There were other extraordinary moments onstage. Rusbridger held up a computer hard drive that had held documents leaked by Snowden. Guardian employees had drilled a hole through it, rather than hand it over to the British government. He carries it everywhere, he said.

Most shocking of all, though, was the exchange at the end. Having clearly failed to win over his audience, Baker gave a staggering response to a Huffington Post reporter’s question about the Fox News correspondent James Rosen, whose email and phone records were searched by the US Department of Justice after he reported on classified material related to North Korea. Would there be other such investigations, the reporter asked?

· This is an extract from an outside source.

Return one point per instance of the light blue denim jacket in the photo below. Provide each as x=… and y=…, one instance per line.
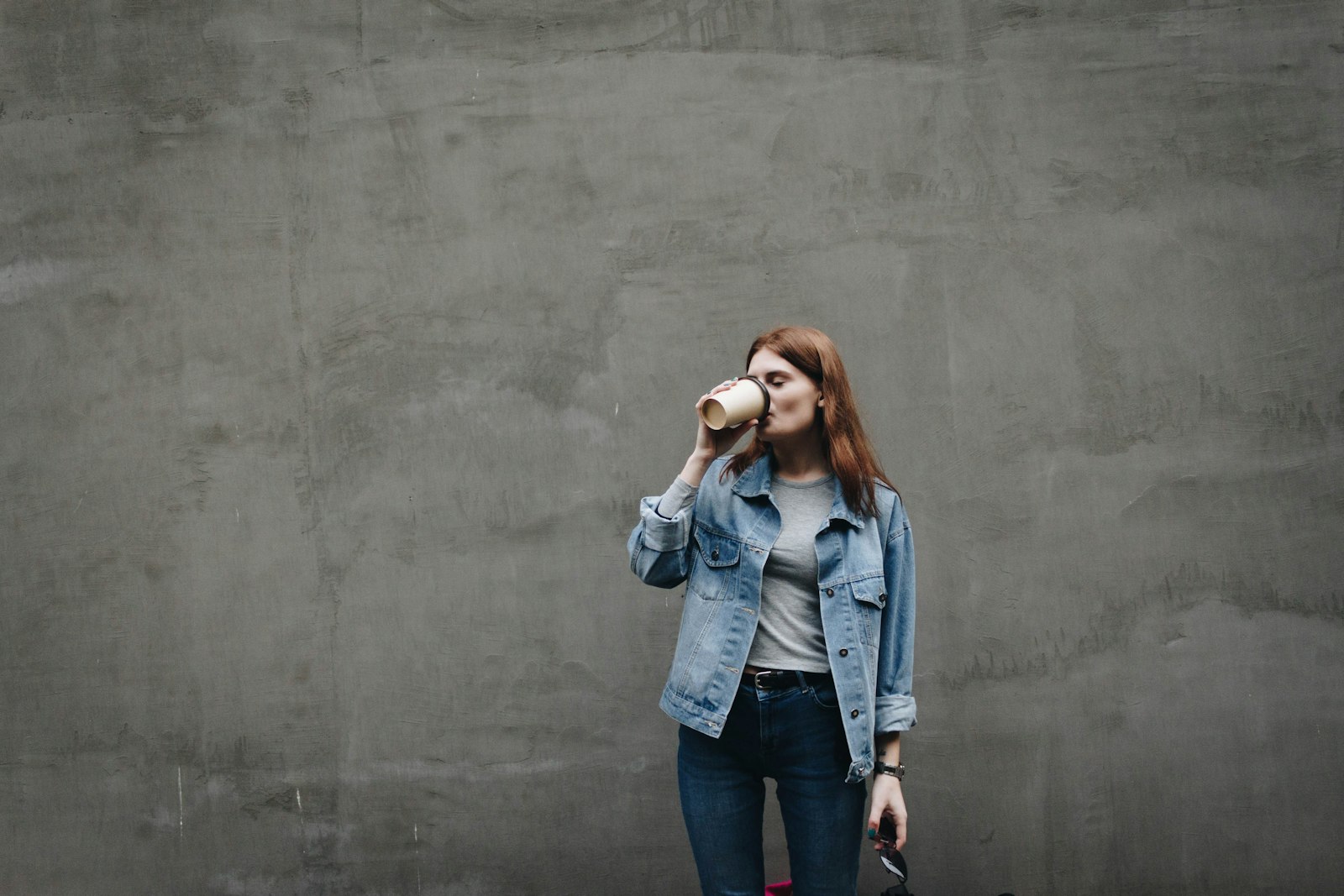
x=866, y=584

Baker replied that it was one thing to publish leaked information, as the Guardian had done, and another, far more serious matter to engage in a “criminal conspiracy” by “soliciting” leaked classified information. Then he said that the Guardian had “drawn a red line” in this regard – and that the Guardian itself had crossed it in its reporting on the material leaked by Snowden; he used the terms “criminal conspiracy” and “co-conspirators” several times at this point in the exchange.

Hisses arose from the audience, and cries of “You threatened them!” There was silence, perhaps from shock, onstage. Then Rusbridger, with considerable presence of mind, asked Baker several times to repeat what he had just said. Baker did so. And Rusbridger several times asked Baker to agree that the Guardian had not engaged in “criminal conspiracy” by “soliciting” leaked classified information. Rusbridger evidently was seeking to establish a record with which he could defend the Guardian from what he immediately must have understood could potentially become a criminal charge – the idea that Baker appeared to be floating.

But what is “soliciting”? Is it returning a source’s phone call? Is it meeting with an editor to discuss a source who is offering classified information? Is it setting up an encrypted email account for that source, as Greenwald had done at Snowden’s request? That used to be called “reporting.”

Baker’s threat of prosecution in a room full of reporters seemed intended to stifle serious national-security reporting. Indeed, Baker has hinted at a similar threat in print, arguing that by choosing to destroy Snowden’s material in the presence of British intelligence agents, rather than hand it over to them, the Guardian was choosing to “sacrifice UK intelligence sources and methods.” That language comes close to warning that the Guardian editors involved might be accused of having “aided the enemy,” which is an element of the US Espionage Act.

The journalists present immediately understood the threat. Baker had not just sought to intimidate the Guardian; he was sending a message to every reporter in America: Get on board with the NSA or get out.

Naomi Wolf played a leading role in so-called “third-wave” feminism and as an advocate of “power feminism,” which holds that women must assert themselves politically in order to achieve their goals. She advised the presidential campaigns of Bill Clinton and Al Gore. Her books include The Beauty Myth, The End of America and, most recently, Vagina: A Biography.